Other forms of rotary seal are known which achieve a double balance, that is to say a balance with respect to both internal and external pressures, or more precisely to achieve such a balance to a predetermined degree or proportion. An example of such a rotary seal is illustrated in FIG. 1 of the accompanying drawings which shows a pusher seal.

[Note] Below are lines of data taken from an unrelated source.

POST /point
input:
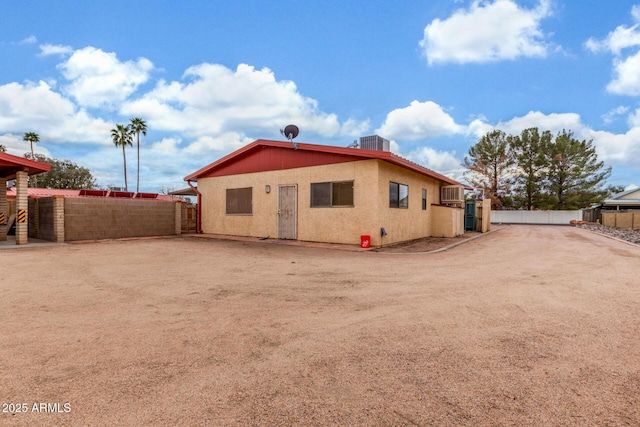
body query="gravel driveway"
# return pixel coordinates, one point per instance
(530, 325)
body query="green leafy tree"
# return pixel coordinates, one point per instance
(575, 178)
(489, 165)
(138, 126)
(64, 174)
(530, 155)
(122, 137)
(612, 190)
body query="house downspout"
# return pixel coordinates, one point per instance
(199, 211)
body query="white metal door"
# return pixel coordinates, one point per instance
(287, 211)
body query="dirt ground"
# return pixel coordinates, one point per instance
(530, 325)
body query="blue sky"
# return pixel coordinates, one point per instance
(211, 76)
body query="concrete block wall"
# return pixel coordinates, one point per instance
(46, 219)
(97, 218)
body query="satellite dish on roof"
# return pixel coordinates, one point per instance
(290, 132)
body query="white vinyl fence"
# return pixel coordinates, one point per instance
(535, 217)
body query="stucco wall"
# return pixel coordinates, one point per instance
(337, 224)
(97, 218)
(413, 222)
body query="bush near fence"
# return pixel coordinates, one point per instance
(622, 219)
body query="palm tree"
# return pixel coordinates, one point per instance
(31, 137)
(122, 137)
(138, 125)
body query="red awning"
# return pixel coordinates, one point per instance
(10, 165)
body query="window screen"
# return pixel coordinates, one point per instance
(328, 194)
(239, 201)
(398, 195)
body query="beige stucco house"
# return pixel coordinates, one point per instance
(273, 189)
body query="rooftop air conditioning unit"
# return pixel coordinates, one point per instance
(451, 194)
(374, 142)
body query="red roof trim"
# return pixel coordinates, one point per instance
(355, 153)
(10, 164)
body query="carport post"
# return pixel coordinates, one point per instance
(177, 217)
(22, 208)
(4, 215)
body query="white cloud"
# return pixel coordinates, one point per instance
(18, 147)
(619, 39)
(635, 12)
(555, 122)
(614, 149)
(634, 119)
(441, 161)
(29, 40)
(215, 100)
(486, 32)
(626, 69)
(610, 116)
(54, 49)
(98, 78)
(626, 79)
(621, 149)
(419, 120)
(37, 107)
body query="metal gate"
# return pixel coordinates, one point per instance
(470, 216)
(287, 212)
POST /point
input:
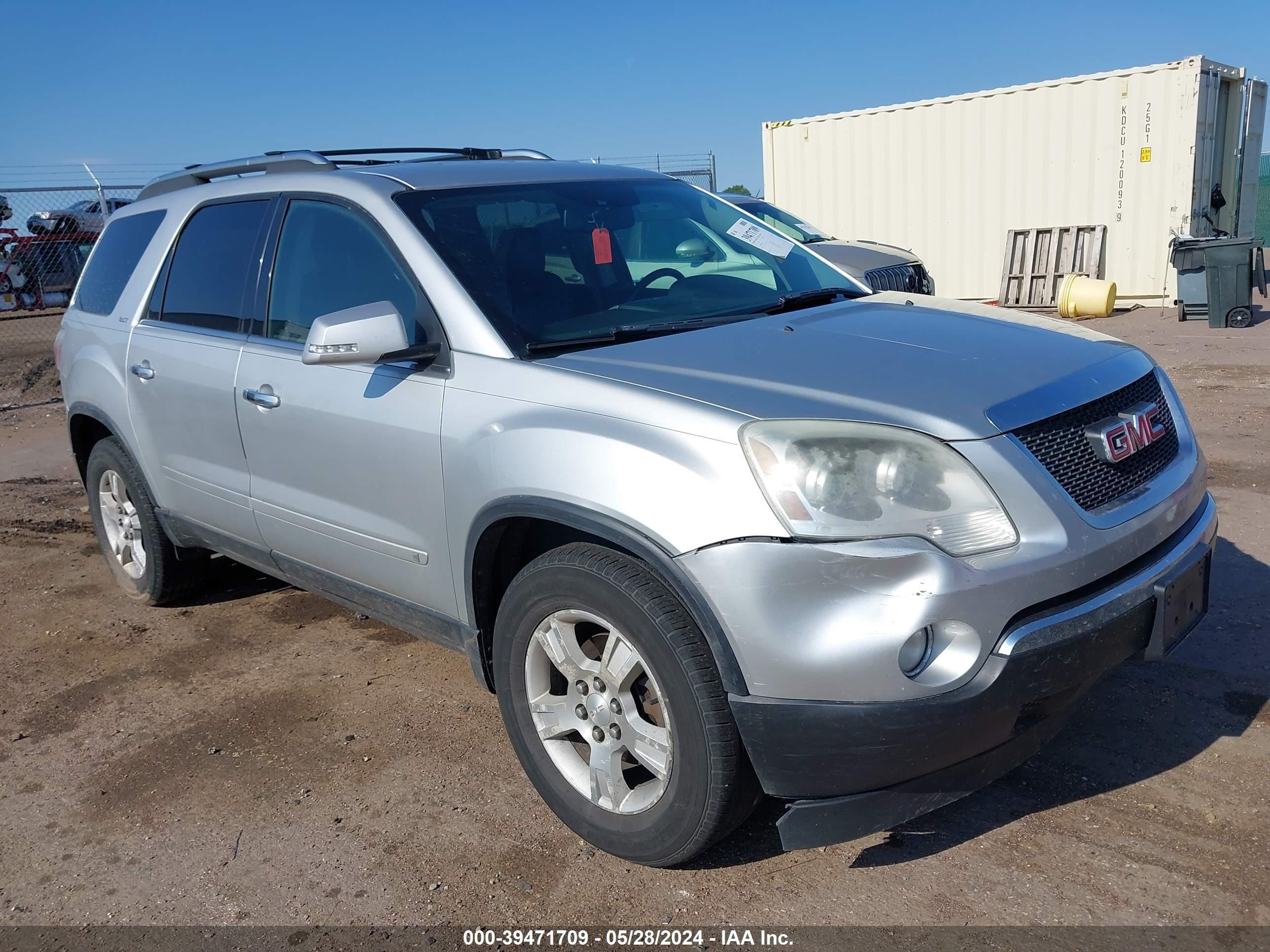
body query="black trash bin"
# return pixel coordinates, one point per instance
(1216, 277)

In FIG. 1 a seal face member 2 is secured to rotate with a shaft 4. A stationary annular seal 6 insert engages the seal face 3 of member 2 to provide a seal interface between diameters A and D. The seal insert is carried by a stationary seal assembly 8 that is split into two parts 10 and 12. The inner part 10 directly carries the insert 6. The outer part 12 is secured to a support structure not shown so that to the right of the assembly, as seen in the figure, there exists an internal pressure P1 extending to the inner, shaft, side of the seal interface and to the left there exists an external pressure P2 acting on the outer side of the seal interface. The two parts 10 and 12 define between them an annular chamber 14 in which an O-ring 16 provides a seal between the two parts. The parts also define passageways 18 and 20 respectively by which the pressures P1 and P2 have access to, and are sealed from one another by, the O-ring 16. The O-ring acts between the seal interface diameters B and C.
As regards the internal pressure P1 the seal interface is balanced from diameter D to diameter B; for the external pressure P2 the seal interface is balanced from diameter A to diameter C. In the case, for example, of what is known as a 70/30 doubly balanced seal, the respective seal face areas between A and B on the one hand and C and D on the other will each be 30% of the total area.